Erst jetzt, fast drei Jahre nach der großen Welle, werden ermutigende Erfolge zunehmend sichtbar: Immer mehr Flüchtlinge, etwa 800 im Raum Oldenburger Land/Ostfriesland, haben sich im laufenden Ausbildungsjahr als „ausbildungsplatzsuchend“bei den Arbeitsagenturen registrieren lassen. Das heißt: Sie bringen nun Sprachkenntnisse und Berufsorientierung mit. Jetzt kann es losgehen!

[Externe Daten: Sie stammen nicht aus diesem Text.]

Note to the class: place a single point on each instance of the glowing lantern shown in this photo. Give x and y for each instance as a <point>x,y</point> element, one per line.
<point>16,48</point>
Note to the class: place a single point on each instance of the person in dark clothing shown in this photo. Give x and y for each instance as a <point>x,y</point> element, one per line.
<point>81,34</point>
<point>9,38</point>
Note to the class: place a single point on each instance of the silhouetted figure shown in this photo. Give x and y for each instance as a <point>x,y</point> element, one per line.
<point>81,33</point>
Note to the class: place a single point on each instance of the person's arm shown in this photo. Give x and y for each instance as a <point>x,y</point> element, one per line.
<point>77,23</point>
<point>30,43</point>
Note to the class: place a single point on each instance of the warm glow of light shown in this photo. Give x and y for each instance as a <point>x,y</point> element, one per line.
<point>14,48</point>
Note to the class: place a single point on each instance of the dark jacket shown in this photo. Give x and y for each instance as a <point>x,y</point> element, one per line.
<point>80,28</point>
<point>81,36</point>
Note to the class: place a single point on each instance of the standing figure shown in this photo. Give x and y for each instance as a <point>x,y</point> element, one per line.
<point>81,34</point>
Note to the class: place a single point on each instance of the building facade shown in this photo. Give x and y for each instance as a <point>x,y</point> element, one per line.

Längst gibt es eine Reihe von Beispielen, wie junge Leute mit Fluchthintergrund regionale Betriebe voranbringen – selbst in Technologieberufen wie Heizung/Klima.
Das ist auch ein Kompliment für die vielen Menschen der Region, die sich privat, im Betrieb oder in Organisationen früh um Flüchtlinge kümmerten – und hier eine Chance sahen. Jetzt beginnt sich dieses unschätzbare Engagement auszuzahlen – über den einzelnen Menschen hinaus auch für die Region. Sicher, es bleibt sehr viel zu tun. Die Zahl der Erfolgsstorys ist noch immer überschaubar, letztlich viel zu klein. Sie sind zu oft von Männern und zu selten von Frauen geprägt. Und, und, und. Aber ein ermutigender Anfang ist gemacht.